Lucinda Margaret Grealy (June 3, 1963 — December 18, 2002) was a poet and memoirist who wrote Autobiography of a Face in 1994. This critically acclaimed book describes her childhood and early adolescence experience with cancer of the jaw, which left her with some facial disfigurement. In a 1994 interview with Charlie Rose conducted right before she rose to the height of her fame, Lucy states that she considers her book to be primarily about the issue of 'identity.'
Grealy was born in Dublin, Ireland, and her family moved to the United States in April 1967, settling in Spring Valley, New York. She was diagnosed at the age of 9 with a rare form of cancer called Ewing's sarcoma. Treatment for this often fatal cancer (Grealy reports an estimated 5% survival rate) led to the removal of her jawbone, and over the following years she had many facial reconstructive surgeries. The book describes how she weathered the cruelty of schoolmates and others, suffering taunts and endless stares from strangers.

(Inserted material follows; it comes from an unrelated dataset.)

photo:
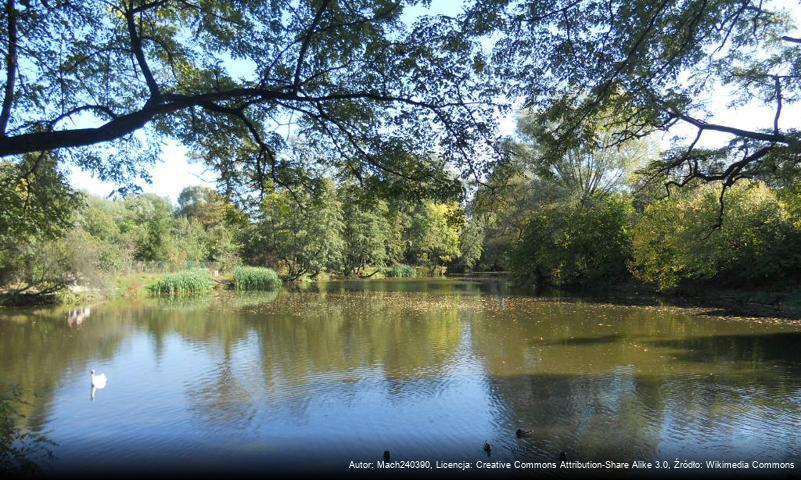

At 18, Grealy entered Sarah Lawrence College where she made her first real friends and nurtured her love of poetry. She graduated in 1985 and went on to study at the Iowa Writers' Workshop. In Iowa she lived with fellow writer Ann Patchett. Their friendship is the subject of Patchett's 2004 memoir A Friendship.
She also published a collection of essays in 2000, titled As Seen on TV: Provocations.
Following her final reconstructive surgery, Grealy became dependent upon her prescribed painkiller, OxyContin, as she had earlier with codeine. She died of an accidental drug overdose on December 18, 2002, in New York City, at the age of 39.
Her sister, Suellen Grealy, is opposed to Ann Patchett's depiction of Lucy in Truth & Beauty. She claims that Patchett and the book's publisher Harper Collins stole the Grealy family's right to grieve privately.